確かにかっちゃん相手が嫌なのはわかるし、何よりかっちゃんとの相性は悪いと自分でも話していた。
「夜魔さん……。」
どちらが勝ってもおかしくない第2試合が始まる。
◇
「……おい、舐めプ野郎。」
「…………………………え?」
もしかして私の事?そんな自己紹介した事ないけど??
「お前の事だわ!!お前も半分野郎も2人とも舐めプ野郎だ!」
「えぇ……なんで?」
「…………ここまで実力全部出してこねぇで来やがって。舐めてんだよ!!」
「そ、それは……。」
ごもっとも、言い返せない。しかしながら来れてしまったものは仕方ないし、悪魔の姿を晒したくなかったのも事実だ。
「てめぇらみてぇなクソ野郎共は俺がぶっ殺す。」
「…………爆豪くん本当に口悪いよね。」
「あ?」
確かに舐めプなのは認める、認めた、けど散々吐き散らかされる暴言に段々とイライラしてくる。
「そんなんでヒーロー出来るの?ヴィラン倒すだけがヒーローじゃないよ?」
「あぁ!?舐めとんのか!!」
「舐めてないし。…………ちゃんとあなたの事倒すから。」
個性発現。
「あぁ…………全力で来いよ、全力のお前を俺が叩きのめしてやる!!」
「……望むところだよ…………!!」
「いやもう2人とも顔面とんでもないことになってんなぁー!?片や悪魔、片や悪魔のような人間!!なんだこれ、地獄絵図じゃねぇか!!」
「2人とも、準備は良いわね?……レディ……スタート!!」
◇
「「先手必勝!!」」
2人とも相手に向かって突っ込んでいく、この2人の場合どう頑張っても接近戦にもつれ込む。
かっちゃんが繰り出した爆破を悠々避けた夜魔さんはその鉤爪でかっちゃんの頭を掴み、
「っらぁぁあ!!!」
そのまま地面に叩きつける。
「……いっ…………てぇじゃねぇかぁ!!!」
するとそこから爆破によって勢いよく起き上がったかっちゃんが頭突きをして、
「っぐぅ!!」
夜魔さんがよろけた隙に目の前で爆破を浴びせた。
「っつ…………。」
苦虫を噛み潰したような表情の夜魔さん。あんなにも眩しい爆破を何度も浴びているからか、動きが段々と鈍っていく。
しかし負ける気はさらさら無いらしく、
翼を広げて空へ上がった夜魔さん。彼女を追ってかっちゃんも空へと向かうが、
「空では、私の方が有利!!」
両手を使って飛ぶかっちゃんの片手を奪い、バランスを奪う。そしてそのまま尻尾で鳩尾を殴り飛ばしてかっちゃんは落ちる。

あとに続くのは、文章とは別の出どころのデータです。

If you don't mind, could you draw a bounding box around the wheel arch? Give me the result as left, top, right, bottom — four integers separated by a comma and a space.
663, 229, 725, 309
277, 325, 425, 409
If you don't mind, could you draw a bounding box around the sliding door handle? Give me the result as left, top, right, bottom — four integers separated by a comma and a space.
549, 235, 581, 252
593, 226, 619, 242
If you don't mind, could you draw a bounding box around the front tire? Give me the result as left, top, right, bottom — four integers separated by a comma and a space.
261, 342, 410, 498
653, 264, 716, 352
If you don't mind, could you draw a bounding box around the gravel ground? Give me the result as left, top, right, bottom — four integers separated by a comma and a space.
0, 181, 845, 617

そこへトドメと言わんばかりに上空から爆ぜる光を浴びせていく。
「凄い、美悪ちゃん……!!」
「不利な状況下なのに……。」
傷を負いながらもかっちゃんへ猛攻を続ける夜魔さんに驚いていると、
「っ!?」
夜魔さんが浴びせた光で起こった煙幕。その中からかっちゃんが飛び出してきて、夜魔さんの尻尾を掴み、
「っおらぁ!!」
地面に叩きつける。そして夜魔さんが動き出す前に覆いかぶさり、
「っなに、」
その首元を掴んでのしかかった。
◇
熱い。爆豪くんの手のひらから伝わる熱が素肌を通して伝わって熱い。
首を掴まれ、絶体絶命。何するつもりだ、と私に馬乗りとなった彼を見ていると、
「っ!!!」
煌々と輝く彼の手の上。その光を顔に近づけられて、上手く動けない。
「…………なぁ、」
顔を寄せてきた爆豪くん、彼は耳元で私の終わりを告げる。
「お前の弱点見破っちまったけど……こっからどうする?」
…………悔しい。悔しい悔しい悔しい!!!降参なんてしたくない、けどここから動き出せない。

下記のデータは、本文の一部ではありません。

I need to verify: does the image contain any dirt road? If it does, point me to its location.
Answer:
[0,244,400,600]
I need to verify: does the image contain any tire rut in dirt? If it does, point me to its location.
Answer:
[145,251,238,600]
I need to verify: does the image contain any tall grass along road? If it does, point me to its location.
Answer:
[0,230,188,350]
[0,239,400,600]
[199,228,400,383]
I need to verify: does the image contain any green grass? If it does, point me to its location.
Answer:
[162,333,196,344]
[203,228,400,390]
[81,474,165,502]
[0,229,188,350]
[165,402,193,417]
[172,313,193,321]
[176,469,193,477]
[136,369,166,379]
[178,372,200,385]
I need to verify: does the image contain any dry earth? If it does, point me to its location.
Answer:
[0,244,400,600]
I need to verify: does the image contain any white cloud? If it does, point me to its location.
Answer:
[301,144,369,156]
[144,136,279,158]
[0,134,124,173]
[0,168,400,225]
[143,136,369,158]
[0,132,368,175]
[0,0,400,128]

ギリィ……と奥歯を噛み締めていると楽しそうに口角を上げた爆豪くん。
ムカつく……!!!!
酷く遺憾だが、どうしようもない。私は白旗上げて降参した。
やっと退いた重みにはぁ、とため息をつく。
「随分派手なナリしておいて、言うほどじゃねぇかテメェ。俺だったら恥ずかしくて降参なんか出来ねぇなぁ?」
そう言ってにやにやと私のことを笑いながら去っていった爆豪くん。
…………………………いつか泣かす。復讐を誓った日となった。